De jongste Didachè-leergang in augustus 2013, medegeorganiseerd door de Vlaamse Bijbelstichting,

richtte de aandacht op ‘ongemakkelijke woorden van Jezus’. Aan bod kwamen onder meer veeleisende, gewelddadige, harde, pretentieuze, anti-joodse en eschatologische woorden, die allemaal gekenmerkt werden als ‘ongemakkelijke’ woorden uit de evangelies. Woorden die bevreemdend zijn, uitspraken die ons doen schrikken, verhalen die ons bevragen, in elk geval teksten die ons op een of andere manier op ons ongemak stellen. Onder welke categorie de tekst uit Lucas 10 over het bezoek van Jezus aan Maria en Marta moet vallen, weet ik zo precies niet. Misschien wel onder de ‘gemakkelijke’ woorden van Jezus! Immers, elk van ons die weet wat het is om mensen thuis te ontvangen, maar ook gewoon om in het eigen gezin of de familie voor alle grote en kleine dagelijkse dingen in de weer te zijn, weet dat het maar heel ‘gemakkelijk’ klinkt te zeggen dat er

belangrijker dingen zijn om op te focussen dan te poetsen en te koken.
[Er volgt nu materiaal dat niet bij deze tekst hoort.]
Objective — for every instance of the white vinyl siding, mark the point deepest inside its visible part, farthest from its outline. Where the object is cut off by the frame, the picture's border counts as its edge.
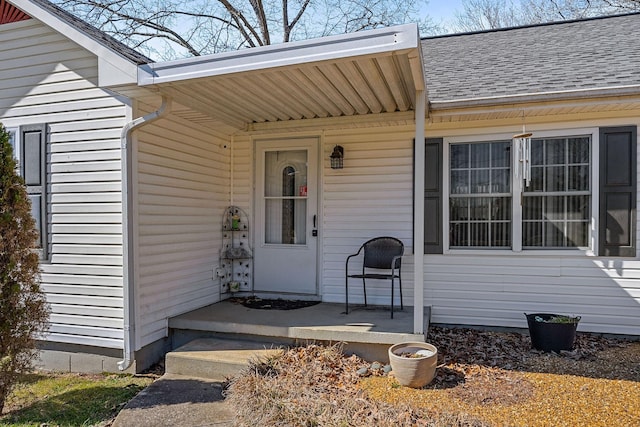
(495, 287)
(496, 290)
(370, 197)
(45, 78)
(182, 192)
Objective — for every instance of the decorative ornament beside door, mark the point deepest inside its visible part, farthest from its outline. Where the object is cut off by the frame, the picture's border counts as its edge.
(337, 157)
(522, 147)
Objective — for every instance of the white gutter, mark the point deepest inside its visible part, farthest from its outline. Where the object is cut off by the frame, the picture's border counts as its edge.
(560, 95)
(128, 290)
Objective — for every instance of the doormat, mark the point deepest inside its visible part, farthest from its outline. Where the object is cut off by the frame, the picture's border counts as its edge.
(273, 304)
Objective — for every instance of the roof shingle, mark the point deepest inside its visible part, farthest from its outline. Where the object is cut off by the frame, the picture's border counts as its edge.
(601, 53)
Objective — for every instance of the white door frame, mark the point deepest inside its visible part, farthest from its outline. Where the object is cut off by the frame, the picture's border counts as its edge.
(270, 260)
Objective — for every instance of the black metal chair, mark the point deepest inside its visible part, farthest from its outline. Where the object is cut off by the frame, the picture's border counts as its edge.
(382, 261)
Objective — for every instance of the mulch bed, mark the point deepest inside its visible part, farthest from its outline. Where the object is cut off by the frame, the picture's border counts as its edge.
(483, 379)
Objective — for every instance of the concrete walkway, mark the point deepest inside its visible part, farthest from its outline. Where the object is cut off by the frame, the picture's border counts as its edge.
(175, 400)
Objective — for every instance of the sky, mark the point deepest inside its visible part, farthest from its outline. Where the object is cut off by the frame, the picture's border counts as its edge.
(442, 9)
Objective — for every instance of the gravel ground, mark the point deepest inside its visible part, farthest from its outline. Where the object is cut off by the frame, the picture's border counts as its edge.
(496, 378)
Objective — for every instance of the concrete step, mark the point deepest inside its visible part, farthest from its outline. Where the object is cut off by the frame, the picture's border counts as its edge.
(215, 358)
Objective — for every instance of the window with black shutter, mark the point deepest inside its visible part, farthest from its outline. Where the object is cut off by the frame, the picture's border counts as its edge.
(33, 157)
(617, 210)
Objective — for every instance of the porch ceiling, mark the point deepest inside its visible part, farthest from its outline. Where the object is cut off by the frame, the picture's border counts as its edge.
(370, 72)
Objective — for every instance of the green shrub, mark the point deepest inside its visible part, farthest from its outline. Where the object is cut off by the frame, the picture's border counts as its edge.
(24, 312)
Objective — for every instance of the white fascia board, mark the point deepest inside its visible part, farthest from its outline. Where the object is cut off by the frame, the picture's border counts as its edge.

En natuurlijk weet iedereen dat ook. Nadenken, lezen, muziek beluisteren, bekommerd zijn om ‘spirituele groei’, stilte inbouwen, mediteren… noem maar op; niemand zal het wagen om het wezensbelang van deze activiteiten in twijfel te trekken. Elk mens heeft nood aan perspectief op het ‘hogere’, op het voeden van innerlijke harmonie, op het uitbouwen van een band met wat en wie ons overstijgt. Niettemin, al dat ‘hogere’ kan maar dankzij het feit dat al de rest, al dat concrete zorgen, ofwel al gebeurd is ofwel door iemand anders behartigd wordt. En dat laatste is natuurlijk heel gemakkelijk. Jezus hoeft niet bekommerd te zijn om de vraag of hij iets te eten zal krijgen. Hij komt het dorp binnen en wordt ontvangen. Dat laatste is een passief werkwoord: hij hoeft er niets voor te doen. Iemand anders is voor hem in de weer! En de situatie tussen de twee zussen kennen we ook maar al te goed. Er zijn altijd mensen die draven en anderen die zich daar mooi aan weten te onttrekken. Zou Jezus zich de vraag gesteld hebben wat Maria gezegd zou hebben als Marta ook mooi aan de voeten van Jezus zou zijn komen zitten? Of zou hij zich afgevraagd hebben wat ze zou gezegd hebben als zij alleen in de weer geweest was en Marta het ‘betere deel gekozen had’? Of wat zou hij zelf gezegd hebben als ze allebei gewoon waren blijven zitten… Klinkt het ‘onorthodox’ om deze reactie van Jezus in vraag te stellen? Zijn deze ‘gemakkelijke’ woorden van Jezus juist niet ongemakkelijk voor mensen die dag in dag uit het beste van zichzelf geven in de zorg voor anderen. Het zorgen voor kinderen of juist voor bejaarde ouders, lakens verversen, wassen en strijken, boodschappen doen, wéér een keer koken… Het zijn allemaal dingen die met al dat ‘hogere’ of met een ultiem toekomstperspectief niet veel te maken hebben. En toch zijn het deze dingen die het leven aangenaam maken, meer nog, die het leven mogelijk maken. Het gewone leven, met al zijn kleine en grote dagdagelijkse zorgen en bekommernissen, wordt al te vaak gebanaliseerd. Nochtans speelt het leven zich eigenlijk precies daar af. Zijn die dingen dan zo onbelangrijk als Jezus lijkt te suggereren? Misschien zijn ze integendeel niet alleen noodzakelijk maar ook intrinsiek waardevol, met name in het enige perspectief dat ultiem elke ‘zin’ overeind houdt, de Liefde. En het is precies die horizon die zowel Oude als Nieuwe Testament benadrukken wanneer ze

allebei de liefde tot God en de liefde tot de naaste evenwaardig aan elkaar centraal stellen als het hoogste gebod. Was Jezus’ woord tot Marta dan maar ‘gemakkelijk’? In elk geval hoeven we er ons niet ‘ongemakkelijk’ bij te voelen. Zolang ons perspectief er een is van Liefde, gaat het juist in al die kleine zorgen om de enige, echte ‘diaconie’.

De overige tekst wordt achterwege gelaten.